«L’Italia non firmerà il Global migration compact, la decisione se aderire o meno spetta al Parlamento, e non andrà a Marrakesh alla Conferenza internazionale sulle migrazioni»: l’annuncio è arrivato mercoledì dal vicepremier Matteo Salvini, che ha scavalcato di nuovo il premier Giuseppe Conte. L’uscita ha provocato un sussulto nei 5 Stelle, ancora impegnati a far digerire ai parlamentari il decreto sicurezza. Il presidente della Commissione Affari costituzionali della Camera Giuseppe Brescia, sponda pentastellata, ha subito replicato: «Il Global compact va sottoscritto assolutamente».
Brescia, perché è contrario alla posizione di Salvini?

Ho partecipato agli incontri internazionali sull’accordo, il testo è il frutto del lavoro dei rappresentanti dei governi mondiali e di istituzioni come l’Organizzazione internazionale per le migrazione e l’Unhcr.
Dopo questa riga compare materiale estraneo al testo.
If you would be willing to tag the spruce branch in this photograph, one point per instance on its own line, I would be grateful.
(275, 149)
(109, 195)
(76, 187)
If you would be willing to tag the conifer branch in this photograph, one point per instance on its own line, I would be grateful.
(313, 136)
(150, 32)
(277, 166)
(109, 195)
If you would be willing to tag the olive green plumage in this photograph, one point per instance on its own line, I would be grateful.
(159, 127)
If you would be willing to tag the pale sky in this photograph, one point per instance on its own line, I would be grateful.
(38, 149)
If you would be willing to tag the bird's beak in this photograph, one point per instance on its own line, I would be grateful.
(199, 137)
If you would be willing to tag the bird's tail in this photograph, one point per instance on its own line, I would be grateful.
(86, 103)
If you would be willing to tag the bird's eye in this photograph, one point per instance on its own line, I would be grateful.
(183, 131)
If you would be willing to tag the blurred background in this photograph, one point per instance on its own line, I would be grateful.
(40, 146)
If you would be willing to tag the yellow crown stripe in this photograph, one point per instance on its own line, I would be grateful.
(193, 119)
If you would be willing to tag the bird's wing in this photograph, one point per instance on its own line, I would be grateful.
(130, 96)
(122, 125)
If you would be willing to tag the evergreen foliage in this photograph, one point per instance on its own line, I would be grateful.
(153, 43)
Si tratta di una dichiarazione d’intenti, non vincolante quindi ma che sancisce dei principi. In particolare, recepisce due capisaldi del Movimento: le migrazioni sono un tema globale che va affrontato su scala globale; la solidarietà tra Stati, soprattutto nei confronti dei paesi di primo approdo come l’Italia. Ma ci sono anche due elementi che accolgono le istanze di partiti come la Lega: non viene messa in discussione la sovranità nazionale e neppure il principio che gli stati riservino trattamenti differenti per migranti regolari e irregolari.

Perché allora Salvini ha imposto la linea di rimandare la decisione al Parlamento?

È in atto una battaglia su chi è più di destra tra Lega, Forza Italia e Fratelli d’Italia ma nel merito non ci sono motivazioni valide. Anzi, siccome si tratta di un elenco di intenti, qualcuno potrebbe persino dire che è troppo poco. A Giorgia Meloni, così impegnata a contrastare il Global migration compact, dico di rileggerlo perché le sue provocazioni sono senza fondamento.

Salvini, però, ancora una volta ha scavalcato premier e alleato con un annuncio non concordato.

La Lega e il Movimento 5 Stelle viaggiano su binari paralleli, non è che ci piacciamo così tanto e infatti non ci siamo presentati in coalizione alle elezioni. Su i dossier, di volta in volta, uno dei due ha l’ultima parola, come sul decreto sicurezza: abbiamo fatto alcune modifiche al Senato ma poi ci siamo fermati. Lo stesso, a parti invertite, è successo per il decreto dignità o l’anticorruzione. Per convivere bisogna saper indietreggiare. La decisione di sottoscrivere il Global compact era stata già presa e il ministro degli Esteri aveva riferito in parlamento. L’uscita di Salvini mercoledì è stata un danno.

Si formerà una maggioranza differente al momento del voto?

Mi auguro di no, spero che la Lega si ravveda. Del resto siamo impegnati a portare a casa due provvedimenti simbolo come il reddito di cittadinanza e quota 100 per le pensioni, superato questo scoglio la navigazione del governo sarà più tranquilla e non c’è motivo di fare le barricate contro il Global compact.

Il tema migranti, così come viene agitato dalla Lega, rischia di spaccare i 5 Stelle.

Al Senato abbiamo fatto delle modifiche al decreto sicurezza, alla Camera abbiamo presentato cinque emendamenti (che poi abbiamo ritirato) perché rimanesse traccia del nostro dissenso su tre punti: diritto d’asilo, Sprar e vendita dei beni confiscati alle mafie. Il tempo ci darà ragione e allora se ne potrà ridiscutere. I nostri parlamentati, anche con le astensioni, hanno mandato un segnale ai vertici del Movimento 5 Stelle: c’è bisogno di più condivisione, segnale che è stato recepito. Il Movimento vuole agire come un gruppo compatto ma i parlamentari hanno esercitato la funzione in base alla propria coscienza, non ci saranno conseguenze disciplinari.